We were going camping in the Okavango Delta. Spike (skinny guy) and Slab (not-so-skinny guy) run a camping operation based in Maun. Water dripped from the radiator of the Toyota truck as they loaded it with gear. We had small seats on either side of the bags. Innocent (tent man) had to sit on the luggage between us. A canvas tarp kept off the sun. Loaded to the hilt with our bags, extra gas tied to the back, and a sense of adventure in tow, we set off.

The water in the Delta had progressed farther than usual as we boarded the small metal boat for the three hour trip to our first camp sight. As we took off, the lawn chairs we were sitting in tipped back as the boat scooted out under them, and we ended up flat on our backs! It was a good to start to an excellent trip.

The boat paths through the Delta ranged from just wide enough for the motor to many feet. Hippos and crocodiles were common. Not so common were elephants, giraffes, and water buffalo but they did not disappoint. On a straight stretch of open water we actually hit a hippo and became airborne for a split second!

The camp site was located fairly close to a very small termite-mud village. A troop of baboons made a regular traverse just out of the immediate camping area. At night you could watch them jostle for the best sleeping branch in palm trees maybe 200 feet from our tent.

In the morning, we discovered footprints in the dust between the tents that belonged to a good-sized hippo. At night you could follow the lion pride as it moved around you from the calls of the males. The last night an elephant walked though the water only feet from the tent. The days were spent walking over several small islands looking for game. We were the only tourists for what seemed like miles around. If nature called in the night you needed to check to be sure there were no eyes looking back at you. Several nights we could hear village dogs barking at the hyenas that came for their chickens. We slept to a chorus of sharp clicks from small, green, frogs looking for love in the Delta.

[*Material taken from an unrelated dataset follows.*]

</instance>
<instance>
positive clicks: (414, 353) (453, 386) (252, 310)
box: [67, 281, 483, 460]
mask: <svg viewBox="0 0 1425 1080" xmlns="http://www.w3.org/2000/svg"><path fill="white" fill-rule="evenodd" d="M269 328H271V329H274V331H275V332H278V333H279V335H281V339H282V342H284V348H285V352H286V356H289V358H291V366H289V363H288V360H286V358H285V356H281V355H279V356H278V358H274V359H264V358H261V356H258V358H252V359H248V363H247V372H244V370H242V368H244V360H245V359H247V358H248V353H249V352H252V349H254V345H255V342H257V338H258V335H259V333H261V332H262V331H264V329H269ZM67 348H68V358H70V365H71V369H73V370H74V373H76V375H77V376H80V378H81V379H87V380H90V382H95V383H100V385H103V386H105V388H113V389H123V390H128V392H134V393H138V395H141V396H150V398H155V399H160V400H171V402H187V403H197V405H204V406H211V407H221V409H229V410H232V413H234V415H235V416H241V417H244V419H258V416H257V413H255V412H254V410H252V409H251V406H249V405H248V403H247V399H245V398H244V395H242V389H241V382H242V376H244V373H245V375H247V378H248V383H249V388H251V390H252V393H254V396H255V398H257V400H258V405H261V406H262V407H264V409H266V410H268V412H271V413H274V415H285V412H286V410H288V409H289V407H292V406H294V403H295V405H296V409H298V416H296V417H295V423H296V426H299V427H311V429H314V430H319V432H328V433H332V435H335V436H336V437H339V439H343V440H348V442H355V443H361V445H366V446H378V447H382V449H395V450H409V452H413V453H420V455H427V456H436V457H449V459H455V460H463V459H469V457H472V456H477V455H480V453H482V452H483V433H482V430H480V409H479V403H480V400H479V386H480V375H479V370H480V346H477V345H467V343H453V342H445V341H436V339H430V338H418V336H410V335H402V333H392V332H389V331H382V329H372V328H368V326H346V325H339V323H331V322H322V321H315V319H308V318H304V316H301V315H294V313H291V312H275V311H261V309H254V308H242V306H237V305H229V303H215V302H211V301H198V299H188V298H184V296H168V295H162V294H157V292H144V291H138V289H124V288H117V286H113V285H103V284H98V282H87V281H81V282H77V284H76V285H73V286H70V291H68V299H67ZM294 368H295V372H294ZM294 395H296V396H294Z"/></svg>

From there, it was back through the Delta and back onto the pile of luggage in the back of that truck.

We drove for many miles through the bush and you had to be careful not to stick your head out too far or you would be smacked by a passing branch. Hornbills flew alongside and several times we came across elephants, most of whom did not welcome our presence.

In Savuti, we had set up camp when an elephant came to call. It seemed more interested in our cornflakes on the table than anything else, but there is nothing like having a wild elephant come to dinner.

You can stay in a hotel or tented camp and be more comfortable but you can’t hear the frogs. You can’t hear the lions, and you won’t have an elephant walk past your tent. You can ride through the bush in an air-conditioned car and be more comfortable but you will miss the wind in your face, the dust, and the birds close enough to touch. You can ride in an enclosed vehicle and not have to worry about a lion deciding you should be lunch, but then you will miss the thrill of the possibility. You can have a softer ride but you will miss the bumps and the sound of the wheels on the gravel road. For me what you give up is not worth the comfort. You can take a shower in the privacy of your own room or with a troupe of baboons watching your every move. You will have a meal on a table and miss Jane’s meal cooked over an open fire. You will miss one of the best stories you can get in Africa.